Jorge Luis Borges, Geneviève Asse, Les Conjurés 3 Photo © Lou Verschueren
Pour Asse, « la peinture, le dessin, la gravure forment un tout qui avance ensemble. La gravure penche du côté de l’écriture […] ». Si Geneviève Asse aime les poètes, elle a confié que de tous les écrivains qu’elle avait vus, c’est Samuel Beckett qui [l’] a le plus retenue (dans un documentaire de Florence Camarroque, Geneviève Asse. Entre ciel et mer). La femme de l’écrivain s’approvisionnait dans une boutique tenue par la mère de l’artiste boulevard Blanqui, ce qui facilita un premier contact. Beckett lui confiera un texte court, Abandonné, pour lequel Asse a créé douze petites gravures à la pointe sèche.
Samuel Beckett, Geneviève Asse, Abandonné, Paris, 1971 Photo © Lou Verschueren
« Bon qu’à ça », avait répondu Beckett à une enquête de Libération (Pourquoi écrivez-vous ?, 1985). Geneviève Asse reprend cette réponse à son compte au micro de Laure Adler (France culture, 2010) où on peut l’écouter parler de son travail – « J’essaye d’y mettre ma lumière » – et un peu d’elle-même : « Je suis une silencieuse. » Entre le ciel et la mer, qu’y a-t-il ? L’horizon. Une ligne.
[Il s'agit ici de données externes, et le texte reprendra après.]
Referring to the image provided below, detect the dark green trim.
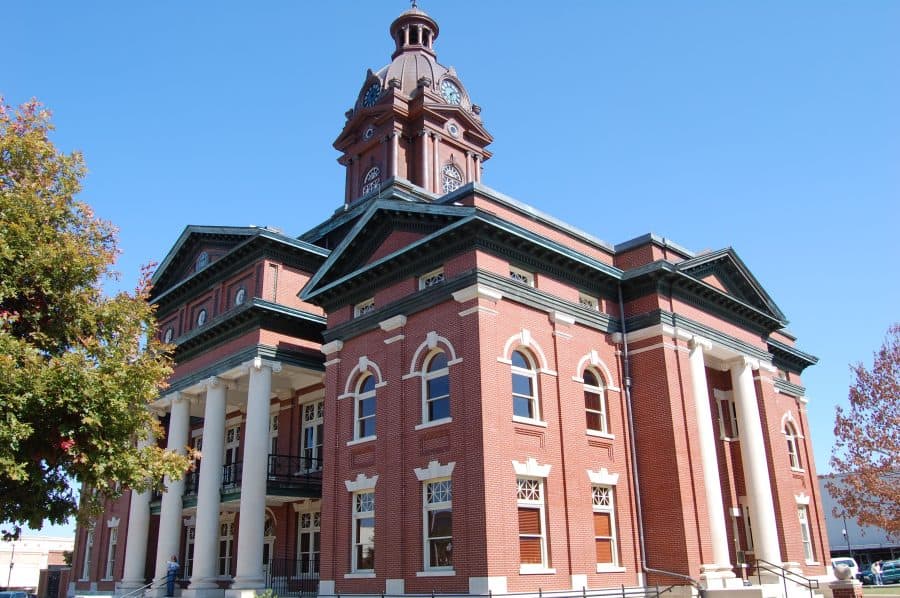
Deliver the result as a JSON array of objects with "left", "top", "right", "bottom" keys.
[
  {"left": 150, "top": 234, "right": 328, "bottom": 316},
  {"left": 166, "top": 345, "right": 325, "bottom": 392},
  {"left": 766, "top": 338, "right": 819, "bottom": 374},
  {"left": 775, "top": 380, "right": 806, "bottom": 397},
  {"left": 323, "top": 270, "right": 620, "bottom": 342},
  {"left": 625, "top": 309, "right": 772, "bottom": 361}
]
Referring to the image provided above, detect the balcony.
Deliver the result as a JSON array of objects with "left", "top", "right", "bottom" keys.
[
  {"left": 150, "top": 455, "right": 322, "bottom": 514},
  {"left": 222, "top": 455, "right": 322, "bottom": 502}
]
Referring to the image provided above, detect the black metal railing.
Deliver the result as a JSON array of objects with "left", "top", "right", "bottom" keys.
[
  {"left": 756, "top": 559, "right": 819, "bottom": 598},
  {"left": 266, "top": 555, "right": 319, "bottom": 596},
  {"left": 222, "top": 455, "right": 322, "bottom": 492},
  {"left": 316, "top": 584, "right": 688, "bottom": 598}
]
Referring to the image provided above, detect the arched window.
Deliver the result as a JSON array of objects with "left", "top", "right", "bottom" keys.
[
  {"left": 363, "top": 166, "right": 381, "bottom": 195},
  {"left": 784, "top": 422, "right": 800, "bottom": 469},
  {"left": 354, "top": 374, "right": 375, "bottom": 440},
  {"left": 441, "top": 164, "right": 462, "bottom": 193},
  {"left": 512, "top": 351, "right": 540, "bottom": 419},
  {"left": 422, "top": 351, "right": 450, "bottom": 423},
  {"left": 582, "top": 370, "right": 609, "bottom": 434}
]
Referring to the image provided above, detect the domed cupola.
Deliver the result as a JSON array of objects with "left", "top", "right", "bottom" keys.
[{"left": 334, "top": 2, "right": 493, "bottom": 203}]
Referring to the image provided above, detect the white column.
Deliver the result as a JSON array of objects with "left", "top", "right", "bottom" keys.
[
  {"left": 690, "top": 337, "right": 734, "bottom": 578},
  {"left": 231, "top": 357, "right": 281, "bottom": 590},
  {"left": 188, "top": 376, "right": 227, "bottom": 593},
  {"left": 730, "top": 357, "right": 782, "bottom": 565},
  {"left": 119, "top": 436, "right": 156, "bottom": 593},
  {"left": 154, "top": 392, "right": 191, "bottom": 579}
]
Geneviève Asse, Carnet de peintre. Le bleu Asse Photo © Lou Verschueren
En fin de parcours, dans une salle voisine, on peut admirer de magnifiques reliures sur des livres édités par Pierre Lecuire, du Fonds Michel Wittock (Fondation Roi Baudouin). On aimerait toucher, feuilleter ces beaux ouvrages, comme le font ces mains sur plusieurs vidéos de Simon Malotaux projetées à l’exposition, ouvrant l’un ou l’autre livre ou carnet. A la Bibliotheca Wittockiana, Geneviève Asse – Une fenêtre sur le livre offre une approche très intéressante d’une grande artiste. A découvrir jusqu’au 30 janvier 2022.